Claro, porque él va a buscar en la acción un contacto más directo con la realidad. Esta idea de que Montevideo es una ciudad que consume  reflexiones que vienen de Europa, con una actitud hacia el futuro poco vigorosa. Entonces él va a Europa a vivir una aventura de verdad. Y quiere abandonar la melancolía montevideana.

Al comienzo, cuando el banco no zarpa, da la sensación de que nunca se podría despegar de ese destino uruguayo. ¿Ese tiempo interno estuvo calculado?

Sí claro, como si las rocas fueran imanes que lo retienen. Él parte en ese barco de voluntarios argentinos que van a pelear con los Aliados y gran parte de la novela recorre ese viaje de dos meses con paradas en África y lo que pasa allí. Hay un momento, cuando lo llaman “el viajero inmóvil”, que habla de esa dificultad de despegar. Porque la lentitud, y todos los cuidados de ese viaje, tenía que ver con que los submarinos alemanes hundía muchos barcos mercantes. Entonces se enfrentaban a un peligro real. Montevideo era una ciudad que estaba llena de espías. Entonces tenían que tomar todos los recaudos.
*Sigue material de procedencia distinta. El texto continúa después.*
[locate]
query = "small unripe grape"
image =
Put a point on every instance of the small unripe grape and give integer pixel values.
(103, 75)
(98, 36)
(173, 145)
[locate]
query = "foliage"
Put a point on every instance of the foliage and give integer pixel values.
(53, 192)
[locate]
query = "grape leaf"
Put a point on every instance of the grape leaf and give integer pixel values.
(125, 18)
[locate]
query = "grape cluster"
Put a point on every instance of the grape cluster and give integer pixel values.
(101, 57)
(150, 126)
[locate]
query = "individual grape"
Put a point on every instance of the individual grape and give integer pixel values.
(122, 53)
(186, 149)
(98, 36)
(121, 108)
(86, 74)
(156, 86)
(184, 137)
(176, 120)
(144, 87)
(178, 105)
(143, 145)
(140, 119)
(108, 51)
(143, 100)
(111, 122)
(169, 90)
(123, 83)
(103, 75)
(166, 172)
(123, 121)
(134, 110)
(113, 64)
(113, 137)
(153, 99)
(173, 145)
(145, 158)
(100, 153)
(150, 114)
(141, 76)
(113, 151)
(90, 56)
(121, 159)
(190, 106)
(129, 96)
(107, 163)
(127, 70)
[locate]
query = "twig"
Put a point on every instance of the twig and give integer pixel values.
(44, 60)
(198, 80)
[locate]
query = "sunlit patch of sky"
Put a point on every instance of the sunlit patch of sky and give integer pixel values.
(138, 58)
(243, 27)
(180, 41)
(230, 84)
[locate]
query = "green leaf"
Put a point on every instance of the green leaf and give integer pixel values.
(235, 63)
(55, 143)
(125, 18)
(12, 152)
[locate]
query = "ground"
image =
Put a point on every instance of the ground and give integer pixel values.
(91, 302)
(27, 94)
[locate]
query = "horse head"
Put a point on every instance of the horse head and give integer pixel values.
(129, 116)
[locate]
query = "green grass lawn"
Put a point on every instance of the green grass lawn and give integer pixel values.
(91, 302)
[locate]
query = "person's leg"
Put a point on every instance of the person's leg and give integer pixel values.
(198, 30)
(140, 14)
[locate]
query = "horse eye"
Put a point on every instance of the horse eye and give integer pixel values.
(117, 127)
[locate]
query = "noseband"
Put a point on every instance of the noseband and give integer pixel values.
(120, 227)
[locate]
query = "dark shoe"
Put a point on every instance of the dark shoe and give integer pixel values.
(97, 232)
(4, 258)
Un capítulo del libro que es una pequeña pieza narrativa completa en sí misma es que cuenta la muerte de la madre. ¿Cuánto del texto de Arturo o de los autores hay en esa tragedia personal?

Está mezclado, porque él tenía un amor por la madre que era como una fatalidad. Esas maneras bobas en las que se presenta la muerte. Yo que perdí mi madre siendo joven y en lo que él contaba fui introduciendo cosas que eran de mi percepción. Entonces esta es una novela en colaboración. Está escrita por los dos. Son esas cosas raras que permite la literatura. Borges decía que es una conversación privilegiada. Y sí, es un privilegio poder escribir con un hombre que murió en 1982 y dejó un proyecto de novela que retoma otro.

¿Cuánto hay en tu producción periodística, novelística, de la identidad doble argentino-uruguaya?

Yo publiqué en Argentina mi primera novela, Pozo de Vargas, y ahora ya llevo casi veinte libros escritos, la mayoría en Uruguay. Pero siempre las historias se cruzan con la Argentina. En todos los géneros que transité. Los cruces entre ambas culturas son muchísimos. Algunos todavía desconocidos, otros más transitados. Cuando hice la biografía de Onetti esto se multiplicó, obviamente además porque él vivió en Buenos Aires. También cuando hice la de Roberto de las Carreras, que se publicó en ambos países. Él era un dandy del 1900 uruguayo, con muchos vínculos con Argentina. Y toda su historia, y la de la tragedia familiar de la que él viene, es una disputa entre patriciado uruguayo y de Entre Ríos. Entonces en muchas ficciones y no-ficciones se cruzaron. Están muy involucradas esas identidades.